Le ministre me demande de fermer la fenêtre. Il fait vraiment chier. Je fais une petite poussée de tachycardie pas très agréable. Il veut une pipe et un mars avec ça ?

- Non, moi j'ai trop chaud avec le bordel là. Je fais un geste vague vers les munitions, les armes, les parties pare-balles. En vrai c'est à cause de toute la pharmacie qui agit plus ou moins continuellement sur mon métabolisme. Mais en vrai, c'est quand que vous arrêtez de vous justifier avec des conneries ? Un gamin qui bloque votre boîte mail, c'est pas une excuse. Portez vos couilles un peu là.

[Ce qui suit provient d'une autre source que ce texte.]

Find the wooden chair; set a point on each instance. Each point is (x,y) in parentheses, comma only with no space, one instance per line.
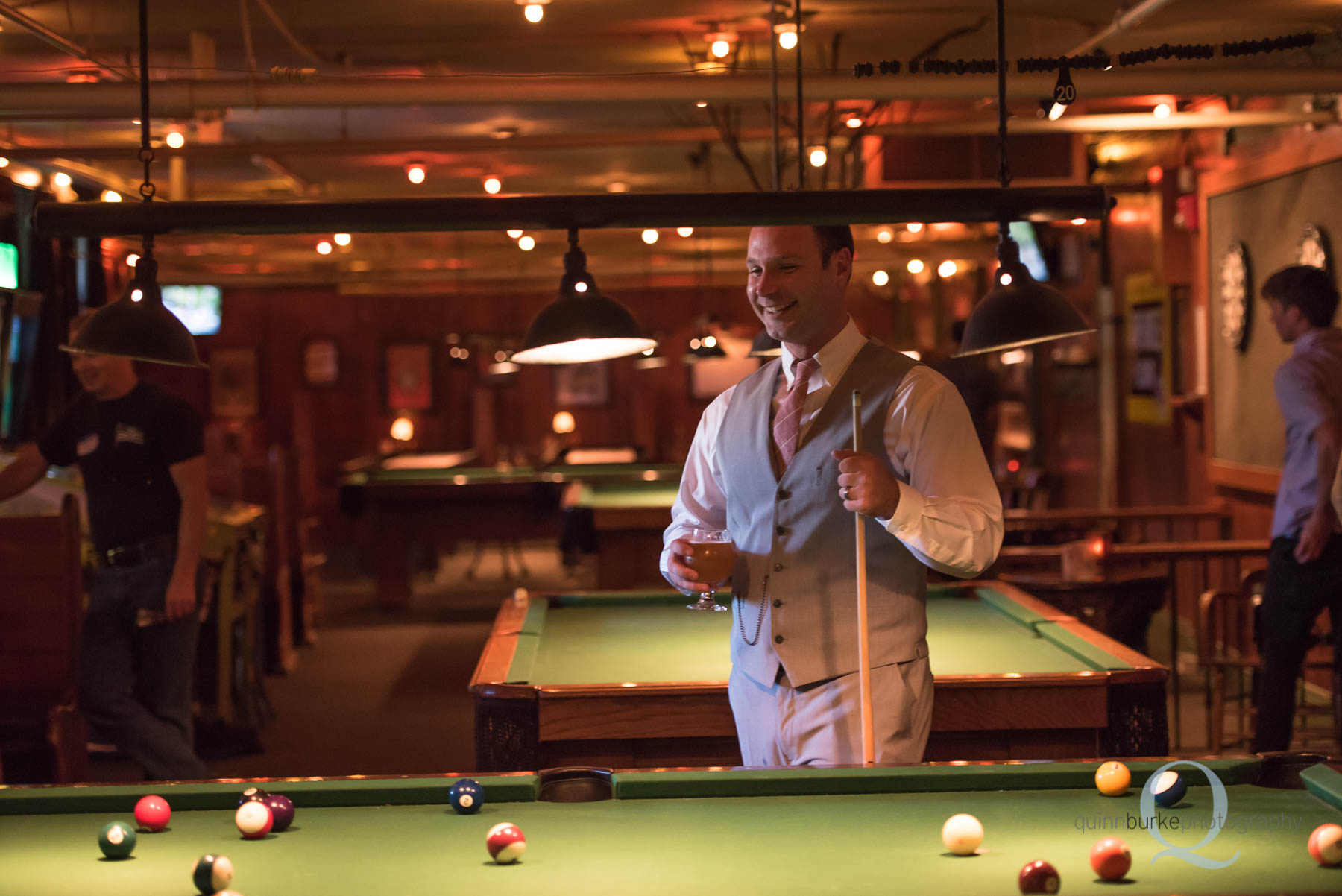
(1227,643)
(40,605)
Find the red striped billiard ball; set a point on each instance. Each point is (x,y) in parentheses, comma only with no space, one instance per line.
(152,813)
(1039,877)
(1110,859)
(505,842)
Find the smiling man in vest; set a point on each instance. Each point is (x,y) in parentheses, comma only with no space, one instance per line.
(772,464)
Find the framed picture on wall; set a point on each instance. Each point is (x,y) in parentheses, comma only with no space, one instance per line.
(409,376)
(321,362)
(233,382)
(582,385)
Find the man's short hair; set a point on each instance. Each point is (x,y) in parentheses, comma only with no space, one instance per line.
(832,239)
(1306,287)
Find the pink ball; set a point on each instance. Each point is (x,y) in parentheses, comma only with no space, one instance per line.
(152,813)
(505,842)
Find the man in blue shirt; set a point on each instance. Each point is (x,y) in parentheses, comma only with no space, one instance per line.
(1305,564)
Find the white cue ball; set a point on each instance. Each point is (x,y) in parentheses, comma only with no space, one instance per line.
(963,833)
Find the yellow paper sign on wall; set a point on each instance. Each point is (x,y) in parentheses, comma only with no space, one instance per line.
(1149,350)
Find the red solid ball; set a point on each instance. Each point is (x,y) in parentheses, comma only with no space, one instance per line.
(154,813)
(1110,859)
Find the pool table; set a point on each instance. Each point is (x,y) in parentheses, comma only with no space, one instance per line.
(634,679)
(669,833)
(411,499)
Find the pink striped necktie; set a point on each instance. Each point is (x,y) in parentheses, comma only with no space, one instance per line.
(787,420)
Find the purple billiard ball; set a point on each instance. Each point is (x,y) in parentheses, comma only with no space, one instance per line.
(281,809)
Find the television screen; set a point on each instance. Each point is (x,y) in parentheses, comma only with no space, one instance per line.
(8,267)
(1030,255)
(196,306)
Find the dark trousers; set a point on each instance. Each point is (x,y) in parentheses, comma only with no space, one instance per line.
(136,681)
(1294,595)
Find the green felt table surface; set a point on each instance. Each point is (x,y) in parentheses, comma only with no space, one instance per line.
(787,832)
(650,636)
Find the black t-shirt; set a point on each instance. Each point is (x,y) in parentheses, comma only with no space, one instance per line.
(124,448)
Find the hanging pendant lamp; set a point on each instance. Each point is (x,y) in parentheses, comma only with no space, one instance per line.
(139,326)
(1018,310)
(582,324)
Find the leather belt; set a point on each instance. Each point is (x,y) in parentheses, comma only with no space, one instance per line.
(139,553)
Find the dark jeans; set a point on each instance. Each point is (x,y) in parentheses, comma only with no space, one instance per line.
(1294,595)
(136,681)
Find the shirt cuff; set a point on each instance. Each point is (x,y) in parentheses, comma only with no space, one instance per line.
(907,513)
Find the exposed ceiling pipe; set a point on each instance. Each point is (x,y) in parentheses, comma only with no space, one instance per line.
(693,136)
(62,43)
(1122,22)
(180,98)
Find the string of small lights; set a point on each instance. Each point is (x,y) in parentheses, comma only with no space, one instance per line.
(1093,60)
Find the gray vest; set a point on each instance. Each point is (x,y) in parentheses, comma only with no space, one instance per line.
(796,573)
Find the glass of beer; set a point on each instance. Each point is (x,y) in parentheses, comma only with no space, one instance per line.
(713,558)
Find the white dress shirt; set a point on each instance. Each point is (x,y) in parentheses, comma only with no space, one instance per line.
(949,513)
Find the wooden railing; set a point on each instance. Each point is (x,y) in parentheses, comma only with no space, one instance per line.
(1189,567)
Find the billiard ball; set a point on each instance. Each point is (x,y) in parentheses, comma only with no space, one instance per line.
(1326,844)
(281,812)
(1110,857)
(1169,788)
(505,842)
(466,795)
(254,820)
(1039,877)
(253,795)
(152,813)
(117,840)
(1113,778)
(963,833)
(212,874)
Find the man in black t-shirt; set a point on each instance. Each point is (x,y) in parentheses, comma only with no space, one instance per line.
(141,454)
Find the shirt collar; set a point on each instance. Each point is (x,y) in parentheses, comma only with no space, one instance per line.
(834,357)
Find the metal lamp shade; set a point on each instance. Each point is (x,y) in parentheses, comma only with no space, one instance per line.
(1021,313)
(141,329)
(580,327)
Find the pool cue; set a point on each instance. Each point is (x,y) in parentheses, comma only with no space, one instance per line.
(869,736)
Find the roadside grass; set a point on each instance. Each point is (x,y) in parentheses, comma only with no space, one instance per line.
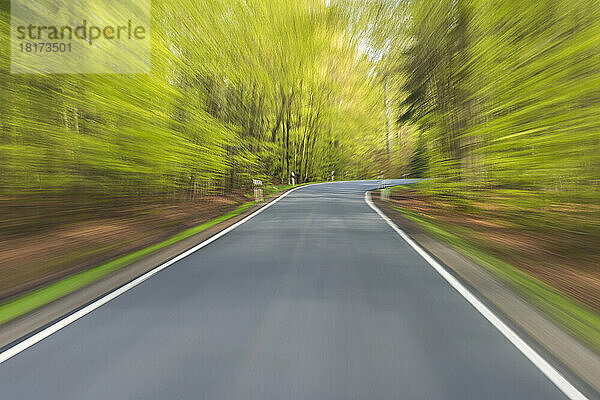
(569,313)
(30,301)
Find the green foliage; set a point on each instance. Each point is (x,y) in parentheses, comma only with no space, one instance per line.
(238,90)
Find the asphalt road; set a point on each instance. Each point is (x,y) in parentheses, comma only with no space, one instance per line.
(315,298)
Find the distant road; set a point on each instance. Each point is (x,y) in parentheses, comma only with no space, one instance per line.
(314,298)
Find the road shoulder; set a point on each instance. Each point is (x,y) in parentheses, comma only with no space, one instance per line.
(28,324)
(574,358)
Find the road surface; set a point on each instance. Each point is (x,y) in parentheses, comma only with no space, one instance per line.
(314,298)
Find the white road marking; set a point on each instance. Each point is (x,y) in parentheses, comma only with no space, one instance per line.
(544,366)
(19,347)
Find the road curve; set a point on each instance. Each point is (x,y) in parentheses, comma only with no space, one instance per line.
(315,298)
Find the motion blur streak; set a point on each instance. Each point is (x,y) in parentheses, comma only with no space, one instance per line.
(496,103)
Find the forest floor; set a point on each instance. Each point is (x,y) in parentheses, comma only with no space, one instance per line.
(556,262)
(64,243)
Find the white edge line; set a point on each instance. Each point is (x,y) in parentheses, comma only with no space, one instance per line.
(23,345)
(544,366)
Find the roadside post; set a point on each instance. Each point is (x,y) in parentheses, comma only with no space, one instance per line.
(257,189)
(385,192)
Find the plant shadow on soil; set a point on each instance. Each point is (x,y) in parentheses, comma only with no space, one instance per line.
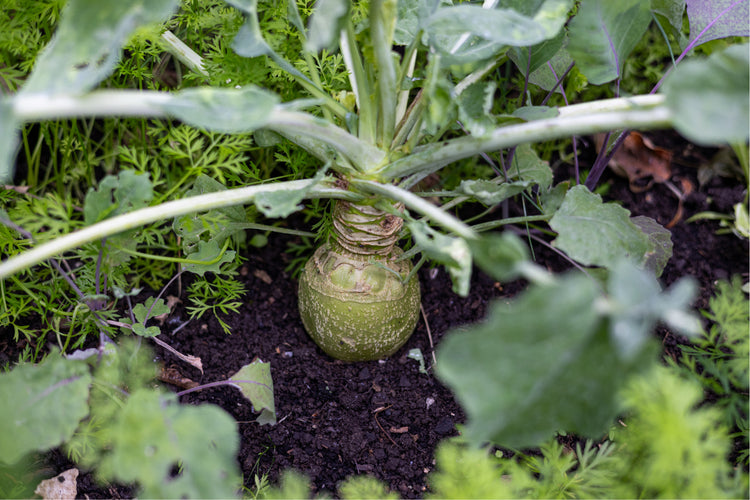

Le niveau de langage en a pris un coup dans l'aile, mais je commence a être saoulé là. Il fait rien que tourner autour du pot, exprès j'suis sûr, et moi j'suis un mec salement défoncé qui gère la gastro d'une fillette de quatre ans et de sa grand mère depuis quelques jours. J'ai pas la patience d'endurer les geignements d'un mec en burn out qui s'est mis à buter des meufs au petit bonheur la chance. Ou va savoir quoi d'autre.

- J'veux des raisons compréhensibles, tout de suite.

Et je lui mets un coup de poing dans le bide, là où ça fait mal, pour bien faire comprendre que j'ai vraiment envie de finir le travail et rentrer chez moi. En merdant son boulot il emmerde le mien aussi. Et ça défoule de taper les gens, souvent. Ça dépend. Quand j'ai l'humeur. Le speed aide pour ça – oui ça a des avantages aussi, sinon j'en prendrais pas. Les remords viendront me rattraper plus tard, quand je serais tout seul. Sur le coup, c'est toujours marrant.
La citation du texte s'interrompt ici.